The wind energy industry averted disaster by securing a one-year extension of the production tax credit (PTC) and is likely to benefit from the ‘begin construction’ language contained in the latest iteration of the incentive. But as the threat of the boom-and-bust cycle looms, what can the industry expect in the years ahead?
Some companies – including GE, the world's largest wind turbine manufacturer in terms of megawatts installed in 2012 – have expressed concerns about where the wind power market is headed for the remainder of 2013, as the PTC's eleventh-hour extension came too late for many firms to resurrect their development plans for this year.
A new report released by MAKE Consulting corroborates those expectations. Order flow at the end of 2012 for announced conditional and firm orders was down by 13%, which leads to expectations for a weaker 2013, MAKE says, noting that pricing has stabilized in all regions.
The firm predicts that wind power installations will drop by about 7% this year compared to last year.
However, MAKE also forecasts that the industry will continue to experience modest growth for the remainder of the decade. Growth in the Asia Pacific, Latin America, Northern Europe, the Middle East and Africa will offset some of the declines in North America, Southern Europe and Eastern Europe, which are experiencing some degree of regulatory upheaval and/or policy uncertainty.
Despite volatility this year, the compound annual growth rate (CAGR) of global wind energy installations is likely to average about 4.6% until 2020, as wind energy is expected to become one of the most competitive power generation technologies after 2015, the MAKE report says.
In fact, 2014 is likely to be another record year, with installations expected to increase by 17% year over year. Continued growth in the Asia Pacific, Latin America, Middle East/Africa and offshore markets – plus a strong year in North America ahead of expected regulatory expirations at the end of 2014 – will offset a slight decline in European installations, spurred mostly by weakness in Southern European markets, MAKE says.
An uptick in planned installations for 2014 is expected to lead orders to recover sharply this year, the report notes.

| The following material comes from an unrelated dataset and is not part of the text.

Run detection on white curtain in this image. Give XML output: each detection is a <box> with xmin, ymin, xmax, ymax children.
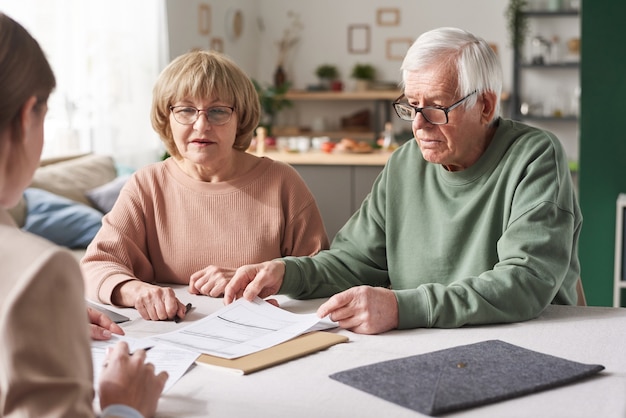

A focus on restoring original equipment manufacturer profitability may give turbine pricing a positive bias, but the outlook for prices through 2015 will be somewhat mixed.
Prices for turbines larger than 2.5 MW are likely to increase, MAKE says. However, prices for turbines in the sub-2.5 MW category may remain under pressure.
Global growth in the wind power market is likely to flatten off until 2016, before accelerating again in 2017. MAKE expects a CAGR of 5.3% between 2017 and 2020, as the levelized cost of wind energy is anticipated to drop below grid parity.